AZ Travels the World
Jul 30, 09, 4:58 pm
What is the relationship between Park Plaza and Hyatt?

jbfield
Jul 30, 09, 5:15 pm
Sorry, I put this in the wrong forum! :o
I'll get it moved.


peteropny
Jul 30, 09, 6:03 pm
Sorry, I put this in the wrong forum! :o
I'll get it moved.

And here it goes to the Radisson Forum :)

jbfield
Aug 2, 09, 1:56 pm
I guess nobody here saw it :(

craz
Aug 2, 09, 9:06 pm
amazing thats all I acn say

I dont think the Hotels were in on it, it seemed to me that since Hotelcare had bidded so low so to win the contract they needed to find a way to make some Money, and decided to skim the Money off the workers end as they probably would keep silent as they needed the work

So if a worker put in 44 hrs then the Hotel paid Hotelcare for 44 hrs , but Hotelcare didnt pass it all onto the workers

Now maybe what the Hotels are guilty of is they should know there isnt something for nothin. And if HC bidded so low taht wouldnt leave much if any profit for HC, so they should ahve watched things more closely

KVS
Aug 3, 09, 1:01 am
So if a worker put in 44 hrs then the Hotel paid Hotelcare for 44 hrs , but Hotelcare didnt pass it all onto the workersThe hotel paid the outsourcing company on a per-room-cleaned (or similar) basis (otherwise it could have just hired those employees itself on an hourly pay basis).

In turn, the outsourcing company paid its employees on a conventional (hourly) basis.

What [apparently] went wrong is that the outsourcing company decided to pro-rate the hourly pay on a productivity basis. However, this is not allowed under the UK employment laws.
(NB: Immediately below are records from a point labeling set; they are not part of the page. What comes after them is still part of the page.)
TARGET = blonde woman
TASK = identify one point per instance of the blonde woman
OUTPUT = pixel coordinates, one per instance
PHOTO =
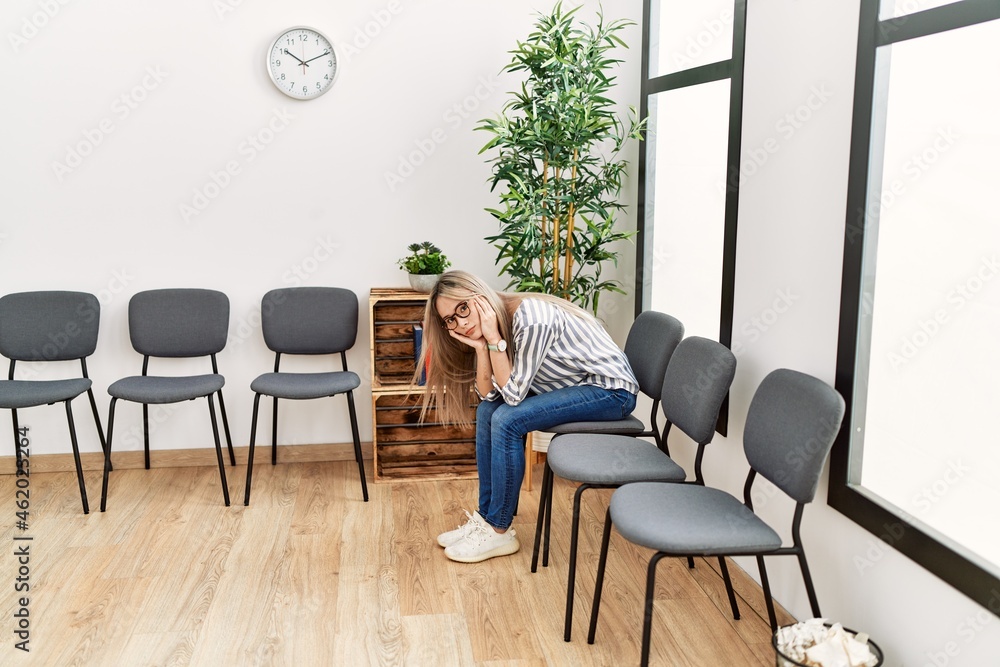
(534, 361)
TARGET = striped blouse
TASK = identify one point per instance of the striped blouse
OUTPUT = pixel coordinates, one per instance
(554, 349)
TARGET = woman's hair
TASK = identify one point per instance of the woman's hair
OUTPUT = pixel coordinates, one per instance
(450, 364)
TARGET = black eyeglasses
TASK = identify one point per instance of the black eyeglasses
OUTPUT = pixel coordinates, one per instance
(462, 310)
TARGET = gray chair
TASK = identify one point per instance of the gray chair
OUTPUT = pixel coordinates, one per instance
(694, 386)
(174, 323)
(651, 340)
(42, 327)
(308, 321)
(792, 422)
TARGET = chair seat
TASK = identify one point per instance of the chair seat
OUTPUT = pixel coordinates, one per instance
(154, 389)
(610, 459)
(628, 426)
(305, 385)
(29, 393)
(689, 520)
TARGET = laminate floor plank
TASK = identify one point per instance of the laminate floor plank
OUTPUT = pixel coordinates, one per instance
(309, 574)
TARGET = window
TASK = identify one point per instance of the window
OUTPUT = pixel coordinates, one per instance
(693, 97)
(917, 460)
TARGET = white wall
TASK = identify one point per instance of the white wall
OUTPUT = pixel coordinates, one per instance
(122, 119)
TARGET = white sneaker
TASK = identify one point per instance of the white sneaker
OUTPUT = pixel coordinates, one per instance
(457, 535)
(482, 543)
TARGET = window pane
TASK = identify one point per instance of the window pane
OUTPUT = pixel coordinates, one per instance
(930, 442)
(687, 153)
(689, 34)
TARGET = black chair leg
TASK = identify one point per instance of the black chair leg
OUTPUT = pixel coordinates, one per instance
(647, 616)
(97, 421)
(766, 586)
(253, 438)
(357, 444)
(807, 579)
(274, 432)
(218, 449)
(76, 458)
(599, 585)
(17, 438)
(145, 432)
(548, 514)
(540, 522)
(729, 588)
(107, 455)
(225, 427)
(573, 542)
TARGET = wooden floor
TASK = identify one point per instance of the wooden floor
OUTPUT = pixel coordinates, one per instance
(311, 575)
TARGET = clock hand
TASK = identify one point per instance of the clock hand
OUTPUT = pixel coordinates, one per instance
(325, 53)
(296, 57)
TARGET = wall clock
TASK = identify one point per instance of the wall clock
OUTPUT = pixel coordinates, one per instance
(302, 63)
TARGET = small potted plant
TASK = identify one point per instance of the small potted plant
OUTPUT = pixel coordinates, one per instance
(424, 264)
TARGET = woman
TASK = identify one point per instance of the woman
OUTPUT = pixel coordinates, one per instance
(535, 361)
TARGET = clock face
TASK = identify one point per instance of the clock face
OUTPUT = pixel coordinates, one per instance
(302, 63)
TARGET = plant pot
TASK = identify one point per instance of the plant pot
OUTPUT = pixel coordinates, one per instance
(423, 282)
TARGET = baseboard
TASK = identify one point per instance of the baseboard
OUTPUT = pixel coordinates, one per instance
(186, 458)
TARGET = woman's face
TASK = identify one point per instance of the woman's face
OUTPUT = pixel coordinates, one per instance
(459, 315)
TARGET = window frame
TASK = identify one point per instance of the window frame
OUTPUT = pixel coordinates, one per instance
(947, 560)
(731, 69)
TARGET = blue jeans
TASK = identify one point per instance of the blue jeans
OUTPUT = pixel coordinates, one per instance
(501, 430)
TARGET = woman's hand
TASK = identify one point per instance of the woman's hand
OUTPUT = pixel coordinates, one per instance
(487, 319)
(474, 343)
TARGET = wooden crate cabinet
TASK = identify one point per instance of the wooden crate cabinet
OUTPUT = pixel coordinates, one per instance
(404, 448)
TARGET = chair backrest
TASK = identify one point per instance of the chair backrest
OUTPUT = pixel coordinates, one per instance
(49, 326)
(651, 341)
(792, 422)
(179, 322)
(309, 320)
(696, 382)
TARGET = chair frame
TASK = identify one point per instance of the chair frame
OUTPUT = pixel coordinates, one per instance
(274, 431)
(661, 442)
(323, 349)
(796, 549)
(70, 421)
(544, 518)
(801, 490)
(145, 429)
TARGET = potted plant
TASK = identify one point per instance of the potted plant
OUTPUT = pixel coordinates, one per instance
(424, 264)
(558, 142)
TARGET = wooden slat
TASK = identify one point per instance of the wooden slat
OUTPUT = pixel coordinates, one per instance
(399, 312)
(431, 454)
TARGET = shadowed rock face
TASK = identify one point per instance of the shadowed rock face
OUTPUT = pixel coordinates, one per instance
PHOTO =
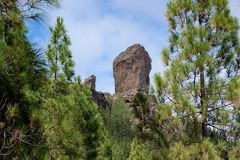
(131, 70)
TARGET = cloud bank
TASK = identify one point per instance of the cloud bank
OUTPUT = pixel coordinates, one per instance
(101, 29)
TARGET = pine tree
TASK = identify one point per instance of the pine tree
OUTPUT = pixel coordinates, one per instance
(21, 73)
(59, 55)
(203, 62)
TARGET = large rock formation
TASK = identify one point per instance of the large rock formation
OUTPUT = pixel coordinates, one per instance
(131, 70)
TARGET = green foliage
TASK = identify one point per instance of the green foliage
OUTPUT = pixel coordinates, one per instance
(200, 86)
(138, 151)
(59, 55)
(72, 126)
(119, 126)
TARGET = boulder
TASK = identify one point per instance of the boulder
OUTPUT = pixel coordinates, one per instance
(131, 70)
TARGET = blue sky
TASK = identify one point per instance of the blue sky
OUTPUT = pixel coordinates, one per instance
(101, 29)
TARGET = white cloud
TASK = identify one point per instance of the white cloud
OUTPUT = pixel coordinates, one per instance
(99, 33)
(101, 29)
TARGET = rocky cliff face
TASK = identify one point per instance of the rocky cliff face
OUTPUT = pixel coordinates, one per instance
(131, 70)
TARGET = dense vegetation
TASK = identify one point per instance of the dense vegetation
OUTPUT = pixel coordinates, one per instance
(46, 113)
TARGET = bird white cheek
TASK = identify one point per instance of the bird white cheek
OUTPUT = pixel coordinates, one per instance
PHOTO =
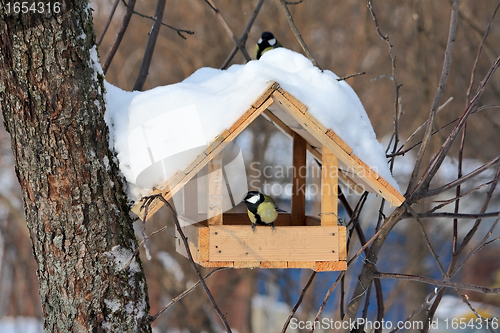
(253, 199)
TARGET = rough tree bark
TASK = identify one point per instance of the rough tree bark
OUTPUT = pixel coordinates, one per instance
(51, 97)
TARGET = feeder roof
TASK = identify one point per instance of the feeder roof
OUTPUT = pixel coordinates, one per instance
(200, 115)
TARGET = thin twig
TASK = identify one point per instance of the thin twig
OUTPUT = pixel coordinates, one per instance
(244, 36)
(327, 296)
(226, 27)
(423, 126)
(440, 283)
(197, 271)
(446, 146)
(141, 244)
(106, 25)
(427, 241)
(457, 215)
(150, 46)
(437, 98)
(118, 36)
(184, 293)
(478, 246)
(297, 34)
(179, 31)
(343, 78)
(460, 180)
(299, 301)
(478, 55)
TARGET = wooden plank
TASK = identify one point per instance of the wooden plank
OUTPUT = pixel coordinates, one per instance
(327, 266)
(342, 232)
(216, 263)
(190, 199)
(216, 147)
(246, 264)
(266, 94)
(302, 264)
(329, 188)
(319, 132)
(204, 243)
(341, 143)
(215, 195)
(295, 243)
(299, 181)
(273, 264)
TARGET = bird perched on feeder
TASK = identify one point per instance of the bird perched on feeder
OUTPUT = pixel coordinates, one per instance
(261, 209)
(266, 42)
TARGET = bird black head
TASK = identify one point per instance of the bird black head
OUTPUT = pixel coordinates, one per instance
(266, 40)
(253, 198)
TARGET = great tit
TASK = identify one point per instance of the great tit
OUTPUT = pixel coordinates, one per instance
(266, 42)
(261, 209)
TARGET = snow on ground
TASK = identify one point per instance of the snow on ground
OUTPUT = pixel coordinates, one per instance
(162, 130)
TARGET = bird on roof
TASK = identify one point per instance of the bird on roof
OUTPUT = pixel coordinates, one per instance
(261, 209)
(266, 42)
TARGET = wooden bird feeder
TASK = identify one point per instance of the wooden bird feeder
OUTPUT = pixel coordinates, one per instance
(300, 241)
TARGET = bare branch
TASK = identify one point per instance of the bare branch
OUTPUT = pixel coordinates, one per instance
(297, 33)
(343, 78)
(327, 296)
(457, 215)
(228, 29)
(460, 180)
(443, 151)
(188, 251)
(150, 46)
(478, 246)
(184, 293)
(427, 241)
(299, 301)
(106, 25)
(440, 283)
(118, 36)
(479, 51)
(437, 98)
(179, 31)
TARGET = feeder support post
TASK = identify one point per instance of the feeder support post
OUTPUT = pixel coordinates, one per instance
(329, 187)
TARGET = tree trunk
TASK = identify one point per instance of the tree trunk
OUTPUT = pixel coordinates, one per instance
(51, 95)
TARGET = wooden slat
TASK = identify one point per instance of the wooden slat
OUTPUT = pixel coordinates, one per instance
(298, 104)
(341, 143)
(216, 263)
(342, 232)
(319, 132)
(215, 195)
(246, 264)
(302, 264)
(216, 147)
(299, 181)
(329, 188)
(190, 199)
(273, 264)
(240, 243)
(266, 94)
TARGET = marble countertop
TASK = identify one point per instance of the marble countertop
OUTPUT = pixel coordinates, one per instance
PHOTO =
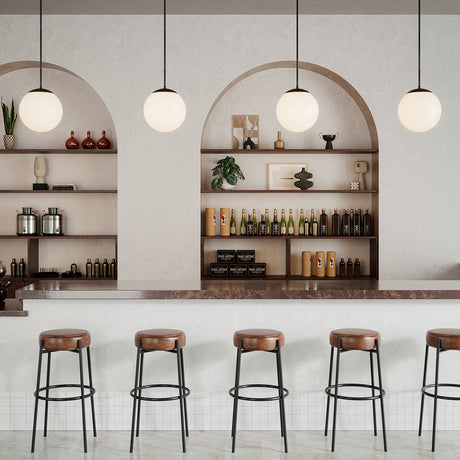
(246, 289)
What is allowed, is for the outsourcing company to set [reasonable] productivity requirements (e.g. that a worker must clean a minimum of 20 rooms per day, otherwise they will be terminated). However, they cannot say something like 'if you work 40 hours, but clean 10 rooms/day, then you will be paid for 20 hours' (which is what had [allegedly] happened), because that is, effectively, a way of avoiding paying the minimum hourly wage.